Mirja devint grosse de la façon de Panther ; Jocanam, confus et désespéré, quitta Bethléem, et alla se cacher dans la Babylonie, où il y avait encore beaucoup de Juifs. La conduite de Mirja la déshonora ; son fils Jésu ou Jeschut fut déclaré bâtard par les juges de la ville. Quand il fut parvenu à l’âge d’aller à l’école publique, il se plaça parmi les enfants légitimes ; on le fit sortir de ce rang : de là son animosité contre les prêtres, qu’il manifesta quand il eut atteint l’âge mûr ; il leur prodigua les injures les plus atroces, les appelant races de vipères[1], sépulcres blanchis[2]. Enfin, ayant pris querelle avec le Juif Judas sur quelque matière d’intérêt, comme sur des points de religion, Judas le dénonça au sanhédrin[3] ; il fut arrêté, se mit à pleurer, demanda pardon, mais en vain : on le fouetta, on le lapida, et ensuite on le pendit.

Telle est la substance de cette histoire. On y ajouta depuis des fables insipides, des miracles impertinents, qui firent grand tort au fond ; mais le livre était connu dans le second siècle ; Celse le cita, Origène le réfuta ; il nous est parvenu fort défiguré.

Ce fond que je viens de citer est certainement plus croyable, plus naturel, plus conforme à ce qui se passe tous les jours dans le monde qu’aucun des cinquante Évangiles des christicoles. Il est plus vraisemblable que Joseph Panther avait fait un enfant à Mirja qu’il ne l’est qu’un ange soit venu par les airs faire un compliment de la part de Dieu à la femme d’un charpentier, comme Jupiter envoya Mercure auprès d’Alcmène[4].

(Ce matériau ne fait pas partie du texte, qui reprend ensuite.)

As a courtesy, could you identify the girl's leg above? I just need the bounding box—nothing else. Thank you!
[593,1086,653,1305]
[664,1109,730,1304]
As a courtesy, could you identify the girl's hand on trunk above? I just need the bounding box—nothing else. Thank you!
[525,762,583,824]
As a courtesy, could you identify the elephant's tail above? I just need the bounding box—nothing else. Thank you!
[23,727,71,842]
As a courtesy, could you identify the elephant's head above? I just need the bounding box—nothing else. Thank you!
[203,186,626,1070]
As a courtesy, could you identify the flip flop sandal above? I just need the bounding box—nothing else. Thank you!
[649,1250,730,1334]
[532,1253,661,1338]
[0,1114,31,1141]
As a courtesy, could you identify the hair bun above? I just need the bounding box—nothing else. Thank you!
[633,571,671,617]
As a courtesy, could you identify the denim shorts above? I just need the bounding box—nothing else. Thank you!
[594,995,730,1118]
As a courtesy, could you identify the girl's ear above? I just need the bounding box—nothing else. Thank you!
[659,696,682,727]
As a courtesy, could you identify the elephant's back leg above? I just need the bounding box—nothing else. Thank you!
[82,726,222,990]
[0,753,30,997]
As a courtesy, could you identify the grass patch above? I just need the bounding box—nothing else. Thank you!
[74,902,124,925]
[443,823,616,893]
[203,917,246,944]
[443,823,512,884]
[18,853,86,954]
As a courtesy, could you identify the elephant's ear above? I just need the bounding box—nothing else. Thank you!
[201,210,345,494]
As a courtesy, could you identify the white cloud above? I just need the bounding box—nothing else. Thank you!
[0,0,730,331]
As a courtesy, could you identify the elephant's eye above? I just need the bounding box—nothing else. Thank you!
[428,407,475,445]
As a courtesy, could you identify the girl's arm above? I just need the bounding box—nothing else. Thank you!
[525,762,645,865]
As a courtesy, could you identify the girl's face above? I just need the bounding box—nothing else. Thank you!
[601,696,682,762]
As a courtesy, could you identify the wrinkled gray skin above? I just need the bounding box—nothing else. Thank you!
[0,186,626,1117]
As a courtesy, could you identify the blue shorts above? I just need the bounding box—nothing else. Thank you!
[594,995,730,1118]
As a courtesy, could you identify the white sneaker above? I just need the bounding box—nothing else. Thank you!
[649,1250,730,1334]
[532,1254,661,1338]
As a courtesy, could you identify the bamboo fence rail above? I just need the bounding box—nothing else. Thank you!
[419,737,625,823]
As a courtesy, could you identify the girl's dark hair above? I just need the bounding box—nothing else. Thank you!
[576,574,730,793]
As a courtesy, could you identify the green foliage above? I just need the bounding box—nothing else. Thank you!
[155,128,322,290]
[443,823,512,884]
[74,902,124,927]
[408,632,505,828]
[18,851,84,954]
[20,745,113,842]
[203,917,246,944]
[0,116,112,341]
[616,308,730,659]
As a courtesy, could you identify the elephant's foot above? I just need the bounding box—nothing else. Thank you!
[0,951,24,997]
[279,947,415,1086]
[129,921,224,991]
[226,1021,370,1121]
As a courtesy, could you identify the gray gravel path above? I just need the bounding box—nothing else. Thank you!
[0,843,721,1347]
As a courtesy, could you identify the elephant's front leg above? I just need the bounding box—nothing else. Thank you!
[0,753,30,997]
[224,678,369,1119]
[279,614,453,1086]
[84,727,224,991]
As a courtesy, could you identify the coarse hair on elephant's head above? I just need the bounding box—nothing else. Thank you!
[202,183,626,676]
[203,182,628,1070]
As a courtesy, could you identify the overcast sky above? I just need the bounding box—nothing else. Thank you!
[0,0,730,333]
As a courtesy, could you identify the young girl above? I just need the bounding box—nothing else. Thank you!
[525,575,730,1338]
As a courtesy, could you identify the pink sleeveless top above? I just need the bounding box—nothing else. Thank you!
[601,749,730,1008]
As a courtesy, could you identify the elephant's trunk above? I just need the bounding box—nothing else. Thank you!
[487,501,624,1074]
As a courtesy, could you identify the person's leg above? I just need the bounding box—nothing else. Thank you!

Tout ce qu’on nous conte de ce Jésus est digne de l’Ancien Testament et de Bedlam. On fait venir je ne sais quel agion pneuma, un saint souffle, un Saint-Esprit dont on n’avait jamais entendu parler, et dont on a fait depuis la tierce partie de Dieu, Dieu lui-même. Dieu le créateur du monde ; il engrosse Marie, ce qui a donné lieu au jésuite Sanchez d’examiner, dans sa

  1. Matthieu, xii, 34.
  2. Marc, xxiii, 27.
  3. Matth., XXIII.
  4. On trouve d’autres particularités dans Suidas, au mot Jésus. L’article est curieux, et, de plus, est un exemple singulier de ces fraudes pieuses si multipliées dans les siècles d’ignorance. Cela parait avoir été écrit un peu après le règne de Justinien Ier, mort en 565, et l’on connaîtrait vers quel temps vivait Suidas s’il était le véritable auteur de cet article ; mais on en trouve dans son Lexique beaucoup d’autres qui semblent être de différentes mains, et plusieurs qui ne peuvent y avoir été ajoutés avant la fin du xie siècle. C’est ce qui a donné lieu aux diverses conjectures des critiques sur cet ouvrage et sur son auteur. (Note de Decroix.)